The dollar steadied after initial losses on Tuesday as investors bet on victory for Hillary Clinton in the U.S. presidential election that would avert a widely predicted slide for the greenback if rival Donald Trump were to win.
Markets broadly have turned away since the weekend from the Trump-driven “risk-off” plays that knocked the dollar last week, helped by an all-clear in an FBI investigation of Clinton’s use of personal email while secretary of state.
A Trump victory would come as a shock, as the market is pricing in less than a 30 percent chance of that happening. But investors were still mindful of the precedent of Britain’s referendum on EU membership in June, which confounded the polls by delivering a shock vote for Brexit.
More broadly, a Trump victory would be expected to drive capital into the perceived security of the Japanese yen and Swiss franc, and to a lesser extent into the euro. Both fell against the dollar in morning trade in Europe.

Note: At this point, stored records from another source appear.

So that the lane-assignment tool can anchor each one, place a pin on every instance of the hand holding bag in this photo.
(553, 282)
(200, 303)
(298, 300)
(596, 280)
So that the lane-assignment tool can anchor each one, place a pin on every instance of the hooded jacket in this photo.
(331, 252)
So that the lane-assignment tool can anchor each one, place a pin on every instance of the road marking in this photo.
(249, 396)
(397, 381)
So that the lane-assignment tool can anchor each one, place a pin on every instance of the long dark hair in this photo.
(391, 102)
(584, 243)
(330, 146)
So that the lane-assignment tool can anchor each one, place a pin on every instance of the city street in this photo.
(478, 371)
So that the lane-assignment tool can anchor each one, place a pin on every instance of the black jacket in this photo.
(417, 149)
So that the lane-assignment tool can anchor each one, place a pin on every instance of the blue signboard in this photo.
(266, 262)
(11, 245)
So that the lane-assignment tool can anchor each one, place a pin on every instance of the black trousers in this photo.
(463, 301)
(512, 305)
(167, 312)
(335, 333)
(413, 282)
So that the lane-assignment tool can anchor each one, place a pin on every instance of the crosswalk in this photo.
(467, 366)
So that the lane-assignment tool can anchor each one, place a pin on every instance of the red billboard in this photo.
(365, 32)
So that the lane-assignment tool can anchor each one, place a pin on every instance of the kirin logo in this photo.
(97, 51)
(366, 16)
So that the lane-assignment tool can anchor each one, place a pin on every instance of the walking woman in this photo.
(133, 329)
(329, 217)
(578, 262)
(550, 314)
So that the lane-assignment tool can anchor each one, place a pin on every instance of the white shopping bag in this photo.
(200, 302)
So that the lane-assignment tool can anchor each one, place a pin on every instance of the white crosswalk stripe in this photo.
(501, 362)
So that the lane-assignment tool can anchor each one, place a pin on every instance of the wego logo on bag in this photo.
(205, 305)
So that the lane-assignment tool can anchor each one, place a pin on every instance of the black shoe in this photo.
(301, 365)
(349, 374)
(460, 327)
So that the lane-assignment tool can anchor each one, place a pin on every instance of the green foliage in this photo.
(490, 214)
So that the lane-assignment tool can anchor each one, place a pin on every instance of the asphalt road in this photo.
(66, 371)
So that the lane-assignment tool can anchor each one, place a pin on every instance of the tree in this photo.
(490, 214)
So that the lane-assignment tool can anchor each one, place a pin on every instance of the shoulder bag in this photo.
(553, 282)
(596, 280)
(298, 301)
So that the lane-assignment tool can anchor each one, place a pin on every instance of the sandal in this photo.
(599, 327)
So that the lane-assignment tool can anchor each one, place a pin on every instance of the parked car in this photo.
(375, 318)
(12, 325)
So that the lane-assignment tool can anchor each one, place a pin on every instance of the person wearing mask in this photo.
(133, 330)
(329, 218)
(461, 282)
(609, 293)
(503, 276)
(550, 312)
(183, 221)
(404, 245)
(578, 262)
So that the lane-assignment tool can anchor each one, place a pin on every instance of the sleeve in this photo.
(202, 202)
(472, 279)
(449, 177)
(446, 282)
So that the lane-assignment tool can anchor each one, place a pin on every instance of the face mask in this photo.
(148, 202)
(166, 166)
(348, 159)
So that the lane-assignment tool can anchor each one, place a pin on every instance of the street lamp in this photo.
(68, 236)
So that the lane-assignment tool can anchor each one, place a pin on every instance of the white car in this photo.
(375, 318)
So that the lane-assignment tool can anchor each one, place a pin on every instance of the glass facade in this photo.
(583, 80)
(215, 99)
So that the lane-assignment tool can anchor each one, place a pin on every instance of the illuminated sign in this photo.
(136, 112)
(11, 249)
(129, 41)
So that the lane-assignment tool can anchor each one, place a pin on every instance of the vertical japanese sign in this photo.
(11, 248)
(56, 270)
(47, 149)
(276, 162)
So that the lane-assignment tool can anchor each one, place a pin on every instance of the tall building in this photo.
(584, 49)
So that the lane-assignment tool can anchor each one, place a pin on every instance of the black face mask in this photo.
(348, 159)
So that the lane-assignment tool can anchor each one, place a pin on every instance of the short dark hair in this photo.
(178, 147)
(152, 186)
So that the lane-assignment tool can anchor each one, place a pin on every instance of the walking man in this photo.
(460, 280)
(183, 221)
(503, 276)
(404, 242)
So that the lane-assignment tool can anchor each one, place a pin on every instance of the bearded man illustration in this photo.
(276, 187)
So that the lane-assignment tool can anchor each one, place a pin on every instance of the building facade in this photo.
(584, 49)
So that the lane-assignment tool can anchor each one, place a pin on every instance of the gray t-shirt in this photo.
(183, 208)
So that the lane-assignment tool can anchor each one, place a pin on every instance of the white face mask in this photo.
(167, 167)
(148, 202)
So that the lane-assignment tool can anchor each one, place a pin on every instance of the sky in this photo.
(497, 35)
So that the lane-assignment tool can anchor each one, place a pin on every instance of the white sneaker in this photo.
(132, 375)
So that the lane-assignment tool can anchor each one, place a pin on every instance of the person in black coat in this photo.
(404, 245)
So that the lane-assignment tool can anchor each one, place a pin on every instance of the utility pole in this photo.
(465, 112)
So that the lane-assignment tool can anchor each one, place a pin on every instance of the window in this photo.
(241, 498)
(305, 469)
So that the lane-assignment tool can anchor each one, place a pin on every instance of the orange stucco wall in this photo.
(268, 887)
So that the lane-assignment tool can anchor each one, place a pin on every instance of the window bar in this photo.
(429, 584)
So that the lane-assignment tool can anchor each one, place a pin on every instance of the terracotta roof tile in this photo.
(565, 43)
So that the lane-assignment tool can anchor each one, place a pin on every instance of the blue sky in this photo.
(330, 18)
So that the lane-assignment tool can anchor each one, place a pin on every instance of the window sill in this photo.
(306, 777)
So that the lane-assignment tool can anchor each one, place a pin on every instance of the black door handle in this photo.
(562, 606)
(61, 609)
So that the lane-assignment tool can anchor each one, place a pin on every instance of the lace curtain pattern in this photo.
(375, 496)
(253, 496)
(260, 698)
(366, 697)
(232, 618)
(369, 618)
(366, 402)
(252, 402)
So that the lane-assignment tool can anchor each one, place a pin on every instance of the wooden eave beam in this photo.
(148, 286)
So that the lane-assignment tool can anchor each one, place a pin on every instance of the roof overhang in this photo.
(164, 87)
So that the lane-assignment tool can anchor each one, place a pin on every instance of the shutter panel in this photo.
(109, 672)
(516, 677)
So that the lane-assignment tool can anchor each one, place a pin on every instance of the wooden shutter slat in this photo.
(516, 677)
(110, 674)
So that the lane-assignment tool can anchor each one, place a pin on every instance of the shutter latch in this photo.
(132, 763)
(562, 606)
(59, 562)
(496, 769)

“We’ve seen the dollar supported this morning, with expectations for the election dominating,” said Clara Leonard, an FX strategist with French bank BNP Paribas in London.
The dollar, steadily on the rise in recent months, dipped just over 2 percent against the basket of currencies that measures its broader strength after a surge for Trump in the polls 10 days ago.
Data from exchange-traded funds provider ETF Securities showed its mostly retail client base had moved $51 million out of long positions in the dollar – or bets on it to rise – in the past month. Last week’s outflow was the biggest since early July, it said.
The dollar index was flat on the day on Tuesday at 97.585. It was up around a quarter of a percent at 104.76 yen and steady against the euro at $1.1040.
“Versus the yen the market pricing is for a 3-4 percent fall on a surprise outcome,” said Josh O’Byrne, a currency strategist with U.S. bank Citi in London.
“All the volatility is priced on that side … but it doesn’t feel like it will have quite as much of an impact as the Brexit vote, at least for G10 currencies.”
Sterling sank by more than 10 percent in the aftermath of Britain’s vote to leave the EU.
Elsewhere, a bigger than anticipated dip in China’s exports and imports knocked as much as a third of a percent off the Australian dollar, pointing to weak domestic and global demand in the biggest buyer of Chinese commodities.
China’s renminbi was also nearing 6.80 per dollar and is expected to suffer badly if Clinton wins.
“The China economy remains stagnant,”said Masashi Murata, senior currency strategist at Brown Brothers Harriman in Tokyo.
“The renminbi is likely to continue to drop against the U.S. dollar and the euro due to capital outflows and the negative outlook for the Chinese economy.”
Japanese Finance Minister Taro Aso said on Tuesday that Tokyo would need to respond to currency market moves if results of Tuesday’s U.S. election were to cause a sudden spike in the yen.
“I won’t comment on results of other country’s elections. But if it were to affect currencies, we would need to watch and respond, as stability in currencies is always important,” Aso told reporters after a cabinet meeting.